Use Cases for Financial Wellness Apps
Banks might use Pocketnest to identify cross-selling opportunities for loans. Credit unions to provide opportunities to check in on financial wellness of members. And employee benefit providers love to scale and serve through software, Willis says. Insurance companies can cross-sell financial services. But more than anything the benefit is to the end user, who chooses how to engage with the app. The idea is that using behavioral science and psychology paired with financial education materials, Pocketnest can get users into the habit of checking in on their financial wellness like they might a mindfulness app, create good habits to track their finances, and then have an easy way to reach out to a real human being to check for customized advice before making decisions on things like consolidating 401ks or starting a college fund. “People want to be able to make that connection before really making big decisions,” Willis explains, and so Pocketnest brings together the ease of research and tracking and the opportunity to talk to an advisor, which can be challenging in and of itself at large financial institutions.
“We want you to begin with 3 minutes a week to hang out” with the app, Willis says. Banks are using apps to keep younger people engaged who, especially now, will not physically visit a bank for long periods of time. There is a massive change going on in how banks need to embrace technology to facilitate remote banking, something Willis says was already on the horizon 5 years out, but now has been pushed up to this year because of the coronavirus outbreak.

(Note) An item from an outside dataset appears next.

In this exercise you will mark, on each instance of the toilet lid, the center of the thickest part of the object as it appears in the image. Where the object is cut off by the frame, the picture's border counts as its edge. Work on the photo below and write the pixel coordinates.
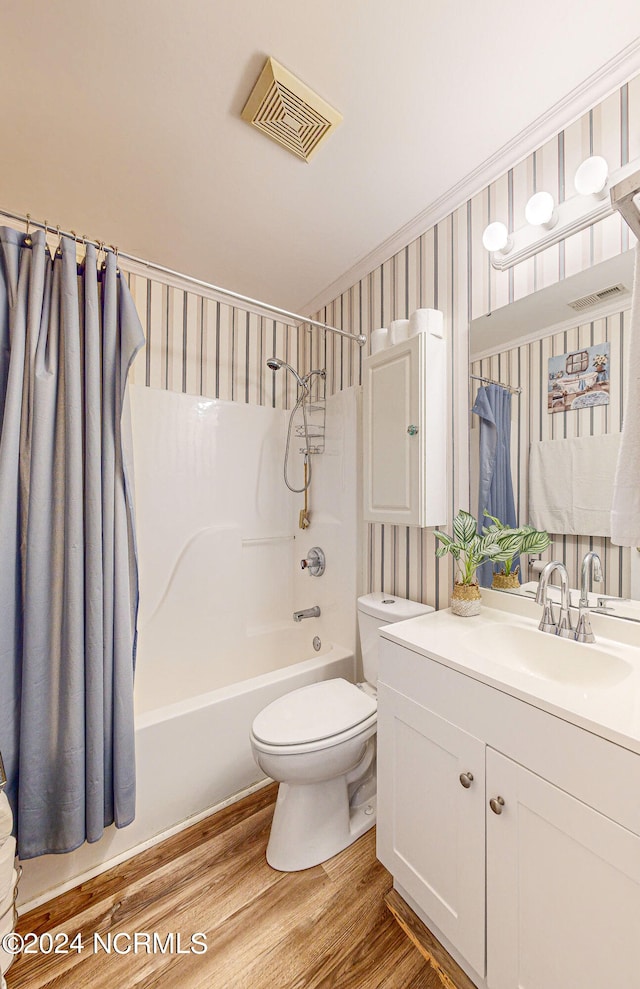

There is pushback. Older generations often don’t care for remote banking and have an established habit of in-person financial transactions. Willis says this app is solidly aimed at the next generation, which is not the next generation financially speaking but the generation now raising children and making the most financial planning decisions. The idea is to bring financial wellness planning to the masses, not just keep it for those with large savings already amassed. There are certain things that still need to be handled in person, such as a physical for purchasing life insurance, signing certain estate docs you need witnessed. But more than ever before, financial institutions are embracing technology to engage with users and help them plan a better financial future, and that means advice, estate planning, and education for the rest of us.